(CNN)You've undoubtedly seen and heard the phrases in commercials since the pandemic began.
"We live in unprecedented times." "In these challenging, difficult times." "Out of an abundance of caution." "We're in this together."
According to one university, that's gone on for long enough.
In its annual review, Lake Superior State University in Sault Ste. Marie, Michigan, released the 2021 edition of the Top 10 words and phrases that are overused to the point of becoming insincere, useless or cliché. For 2020, it's all about Covid-19.
"It should surprise no one that this year's list was dominated by words and terms related to Covid-19," Peter Szatmary, executive director of marketing and communications at LSSU, said in its statement.
More than 1,450 phrases were nominated from around the world for consideration, LSSU said, and seven of the 10 phrases that the university selected for so-called "banishment" this year are about the coronavirus. They include "Covid-19," "social distancing," "we're all in this together," "pivot," "unprecedented," and any variation of "in an abundance of caution" and "in these uncertain times."
The university has compiled its annual "List of Words Banished from the Queen's English for Mis-Use, Over-Use and General Uselessness" since New Year's Day 1976. The list seeks to "uphold, protect, and support excellence in language" by encouraging the avoidance of words and terms that have been overused to the point of being "ineffective, baffling, or irritating."
"LSSU's Banished Words List has reflected signs of the times since debuting in the mid-1970s, and the zeitgeist this year is: We're all in this together by banishing expressions like 'We're all in this together.' To be sure, Covid-19 is unprecedented in wreaking havoc and destroying lives. But so is the overreliance on 'unprecedented' to frame things, so it has to go, too," Szatmary said.
People named Karen may be glad to hear that the term "Karen" made the list.
As the university states, "What began as an anti-racist critique of the behavior of white women in response to Black and Brown people has become a misogynist umbrella term for critiquing the perceived overemotional behavior of women."
LSSU also called for ending the use of "sus," the shortened form of suspicious that is ubiquitous in the hit video game Among Us.

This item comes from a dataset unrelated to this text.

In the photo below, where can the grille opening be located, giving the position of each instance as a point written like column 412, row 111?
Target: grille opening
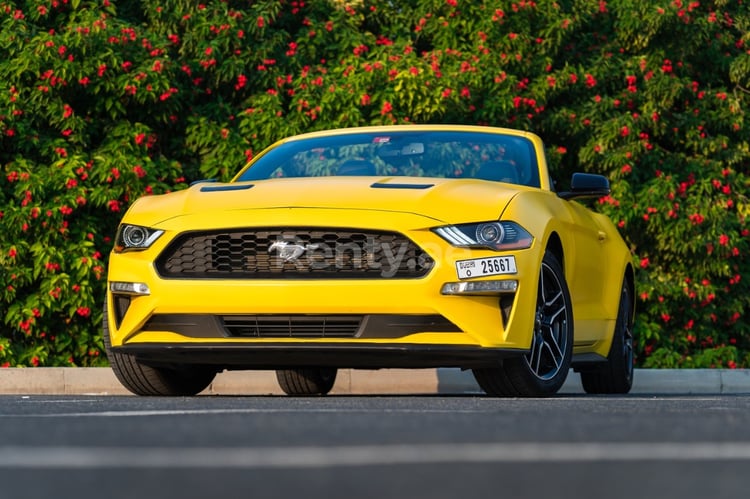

Nominators of the term felt it was too lazy to not spell out entirely and should be limited to online play only.
"In a small way, maybe this list will help 'flatten the curve,' which also was under consideration for banishment," said LSSU President Dr. Rodney S. Hanley. "We trust that your 'new normal' -- another contender among nominations -- for next year won't have to include that anymore."
"I know, right?" rounded out the list. Nominators felt the phrase was nonsensical in asking a question one already knows the answer to and comes off as insecure.
Honestly, we're not sure about that last one. Seems kind of sus.